A very small portion of our codebase is some legacy Java code. I'm trying to add a new build that would invoke ant to build this project.
The first problem is that TFS doesn't allow you to create a build that doesn't build a .Net solution. I got around this by copying a previous build file and adding an EndToEndIteration task which is the entry point for the build.
The problem is that none of the usual build variables are populated - $(BuildDirectory), $(SolutionRoot) - all 开发者_运维知识库blank. This pretty much means I can't invoke my ant task without hardcoding the paths (which I definitely can't do).
Any ideas?
You may want to take a look at Teamprise Build Extensions which allows building Ant or Maven tasks from TFS.
- If you don't already have one, create a task that will store and retrieve environment variables, you're definitely going to need them doing anything java related (I believe there is one in the MSBuild extension pack)

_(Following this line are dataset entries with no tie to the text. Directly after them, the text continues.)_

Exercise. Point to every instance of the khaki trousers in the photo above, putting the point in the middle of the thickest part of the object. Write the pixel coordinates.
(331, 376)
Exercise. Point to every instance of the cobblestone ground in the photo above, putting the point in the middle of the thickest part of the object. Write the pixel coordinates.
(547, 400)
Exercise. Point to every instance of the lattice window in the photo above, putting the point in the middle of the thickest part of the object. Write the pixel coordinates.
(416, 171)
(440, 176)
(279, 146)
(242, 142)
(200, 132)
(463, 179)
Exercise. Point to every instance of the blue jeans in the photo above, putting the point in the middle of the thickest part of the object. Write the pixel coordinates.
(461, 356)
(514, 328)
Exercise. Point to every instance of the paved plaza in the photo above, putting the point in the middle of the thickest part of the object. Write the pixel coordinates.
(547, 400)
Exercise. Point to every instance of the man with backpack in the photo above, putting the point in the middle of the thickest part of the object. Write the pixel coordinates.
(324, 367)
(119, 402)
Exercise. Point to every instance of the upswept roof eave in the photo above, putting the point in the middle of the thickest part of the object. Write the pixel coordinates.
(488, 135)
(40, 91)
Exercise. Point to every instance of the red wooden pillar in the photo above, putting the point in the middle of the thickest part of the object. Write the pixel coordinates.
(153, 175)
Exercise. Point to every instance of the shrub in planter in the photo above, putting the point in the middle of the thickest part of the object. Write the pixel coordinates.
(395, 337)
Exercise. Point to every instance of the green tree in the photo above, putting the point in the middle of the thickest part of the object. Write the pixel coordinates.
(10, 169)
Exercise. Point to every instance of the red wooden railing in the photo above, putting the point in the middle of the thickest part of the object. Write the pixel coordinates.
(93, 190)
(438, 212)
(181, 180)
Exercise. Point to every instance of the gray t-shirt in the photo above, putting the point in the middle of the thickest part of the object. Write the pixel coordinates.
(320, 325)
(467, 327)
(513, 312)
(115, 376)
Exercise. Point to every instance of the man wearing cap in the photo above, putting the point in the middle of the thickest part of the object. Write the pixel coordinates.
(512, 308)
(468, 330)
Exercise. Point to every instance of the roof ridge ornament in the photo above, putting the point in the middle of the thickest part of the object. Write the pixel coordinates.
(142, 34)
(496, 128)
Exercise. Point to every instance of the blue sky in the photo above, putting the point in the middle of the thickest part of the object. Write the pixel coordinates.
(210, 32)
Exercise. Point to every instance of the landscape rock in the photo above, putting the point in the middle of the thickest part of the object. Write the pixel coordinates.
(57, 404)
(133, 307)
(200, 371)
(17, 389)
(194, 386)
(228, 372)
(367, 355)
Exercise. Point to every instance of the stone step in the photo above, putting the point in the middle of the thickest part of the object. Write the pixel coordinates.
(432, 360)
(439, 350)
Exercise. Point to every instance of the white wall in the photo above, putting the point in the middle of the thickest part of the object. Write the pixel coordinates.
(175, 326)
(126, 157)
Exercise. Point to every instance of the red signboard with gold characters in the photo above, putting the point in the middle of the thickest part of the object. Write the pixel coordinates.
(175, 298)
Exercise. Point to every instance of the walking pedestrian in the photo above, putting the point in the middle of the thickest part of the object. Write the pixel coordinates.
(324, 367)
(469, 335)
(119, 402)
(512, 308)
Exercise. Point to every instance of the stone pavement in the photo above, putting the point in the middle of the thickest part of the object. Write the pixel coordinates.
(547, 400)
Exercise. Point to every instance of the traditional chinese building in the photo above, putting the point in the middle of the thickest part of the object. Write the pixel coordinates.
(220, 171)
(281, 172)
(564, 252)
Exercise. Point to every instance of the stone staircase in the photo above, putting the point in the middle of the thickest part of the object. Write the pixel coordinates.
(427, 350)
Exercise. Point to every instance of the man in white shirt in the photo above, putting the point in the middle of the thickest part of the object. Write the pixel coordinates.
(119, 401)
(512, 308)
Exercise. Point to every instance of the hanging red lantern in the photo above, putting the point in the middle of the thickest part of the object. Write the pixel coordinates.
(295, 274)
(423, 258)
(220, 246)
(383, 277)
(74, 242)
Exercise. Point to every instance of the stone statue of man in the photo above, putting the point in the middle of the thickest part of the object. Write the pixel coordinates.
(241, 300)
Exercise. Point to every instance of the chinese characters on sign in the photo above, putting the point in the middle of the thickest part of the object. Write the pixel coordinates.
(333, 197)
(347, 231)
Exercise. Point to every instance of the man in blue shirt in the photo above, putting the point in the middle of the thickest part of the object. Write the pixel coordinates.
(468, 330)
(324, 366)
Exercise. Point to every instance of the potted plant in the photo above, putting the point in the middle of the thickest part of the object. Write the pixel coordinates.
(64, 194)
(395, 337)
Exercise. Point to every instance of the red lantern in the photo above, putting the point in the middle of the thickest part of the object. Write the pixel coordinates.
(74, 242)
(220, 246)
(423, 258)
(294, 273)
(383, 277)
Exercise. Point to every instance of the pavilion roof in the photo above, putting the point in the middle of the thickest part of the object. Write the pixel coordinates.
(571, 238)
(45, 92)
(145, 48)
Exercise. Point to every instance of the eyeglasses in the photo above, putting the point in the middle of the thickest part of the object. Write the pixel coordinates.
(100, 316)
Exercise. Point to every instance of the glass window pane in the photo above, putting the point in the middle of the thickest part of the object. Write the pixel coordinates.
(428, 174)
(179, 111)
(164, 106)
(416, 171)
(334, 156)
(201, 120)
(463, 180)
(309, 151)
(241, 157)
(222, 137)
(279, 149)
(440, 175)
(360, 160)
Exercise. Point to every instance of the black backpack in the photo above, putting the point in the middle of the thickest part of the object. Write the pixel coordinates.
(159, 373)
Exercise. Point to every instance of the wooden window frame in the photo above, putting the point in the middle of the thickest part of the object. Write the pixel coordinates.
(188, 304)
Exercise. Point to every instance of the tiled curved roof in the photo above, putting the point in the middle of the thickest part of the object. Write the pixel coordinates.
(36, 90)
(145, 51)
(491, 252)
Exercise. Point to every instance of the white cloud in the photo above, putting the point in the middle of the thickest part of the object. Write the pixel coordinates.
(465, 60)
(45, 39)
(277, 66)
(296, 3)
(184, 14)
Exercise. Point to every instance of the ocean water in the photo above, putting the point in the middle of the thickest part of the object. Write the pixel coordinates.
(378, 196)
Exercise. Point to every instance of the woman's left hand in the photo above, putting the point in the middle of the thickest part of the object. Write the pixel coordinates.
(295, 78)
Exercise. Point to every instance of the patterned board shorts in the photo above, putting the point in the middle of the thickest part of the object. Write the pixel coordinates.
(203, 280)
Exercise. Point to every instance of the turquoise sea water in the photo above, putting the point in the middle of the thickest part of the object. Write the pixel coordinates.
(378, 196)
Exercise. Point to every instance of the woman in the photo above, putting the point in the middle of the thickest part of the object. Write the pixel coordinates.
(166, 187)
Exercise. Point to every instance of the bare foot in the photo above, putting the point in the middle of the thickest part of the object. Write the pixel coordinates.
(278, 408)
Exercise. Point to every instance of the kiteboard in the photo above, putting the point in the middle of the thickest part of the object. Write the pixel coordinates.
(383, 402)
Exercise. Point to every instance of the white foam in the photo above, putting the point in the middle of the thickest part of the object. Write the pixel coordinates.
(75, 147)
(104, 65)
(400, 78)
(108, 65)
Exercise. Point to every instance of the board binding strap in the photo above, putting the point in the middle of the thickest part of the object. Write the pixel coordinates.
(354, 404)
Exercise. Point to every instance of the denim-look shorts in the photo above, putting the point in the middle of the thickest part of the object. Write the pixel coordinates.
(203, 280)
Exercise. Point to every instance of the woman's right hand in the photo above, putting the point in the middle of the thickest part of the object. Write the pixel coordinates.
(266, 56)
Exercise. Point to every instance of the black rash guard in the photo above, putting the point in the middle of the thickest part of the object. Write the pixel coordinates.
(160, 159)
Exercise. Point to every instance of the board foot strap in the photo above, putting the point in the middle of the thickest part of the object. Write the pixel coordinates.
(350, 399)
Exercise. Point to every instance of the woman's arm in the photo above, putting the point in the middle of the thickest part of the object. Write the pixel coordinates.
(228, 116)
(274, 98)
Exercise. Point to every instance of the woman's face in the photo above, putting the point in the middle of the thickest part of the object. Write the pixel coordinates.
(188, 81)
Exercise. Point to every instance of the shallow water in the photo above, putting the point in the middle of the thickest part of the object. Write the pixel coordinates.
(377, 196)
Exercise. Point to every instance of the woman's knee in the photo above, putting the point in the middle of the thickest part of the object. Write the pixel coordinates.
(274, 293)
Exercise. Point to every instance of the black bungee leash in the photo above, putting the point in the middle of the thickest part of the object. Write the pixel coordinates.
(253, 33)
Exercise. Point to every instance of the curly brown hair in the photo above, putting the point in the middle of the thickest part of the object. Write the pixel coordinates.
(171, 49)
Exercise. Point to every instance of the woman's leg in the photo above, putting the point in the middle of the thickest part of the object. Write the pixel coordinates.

- Create a custom task to wrap Ant or use the Script task from the MSBuild Community Tasks collection
- Run it a million times and fix the problems as you go, it's usually easier and faster to do this from the command line, so make friends with msbuild.exe inside the terminal
You should be able to pass around any info you want between environment variables, making whatever you want to do possible. I'm not going to recommend hard-coding paths to you, but you have to put the config somewhere and it's all a trade off of what you want to change and how you want things organized. If you really need to, you can push all the config into a database and suck it down with one of the SQL tasks in the above links, but just remember you're adding a considerable amount of complexity that may be unnecessary.
Ask yourself:
- how often is this value likely to change?
- what is the full set of tasks that would need to be done if it changes?
Write the answers to that down somewhere and make sure everybody on the team understands it. When it comes to build systems in my opinion "less is more". Find the simplest way to do it, and do that until that becomes unacceptable and only then add complexity... TFS is complicated enough already.
I think you are using the wrong tool for the job here - TFS will never be a good solution for building any other than .NET applications. I think you are better off just using ant in a standalone capacity.
Thanks for all the answers.
In the end I resorted to including an empty solution next to the build file. This way all the variables are populated and I simply included a which did everything I wanted.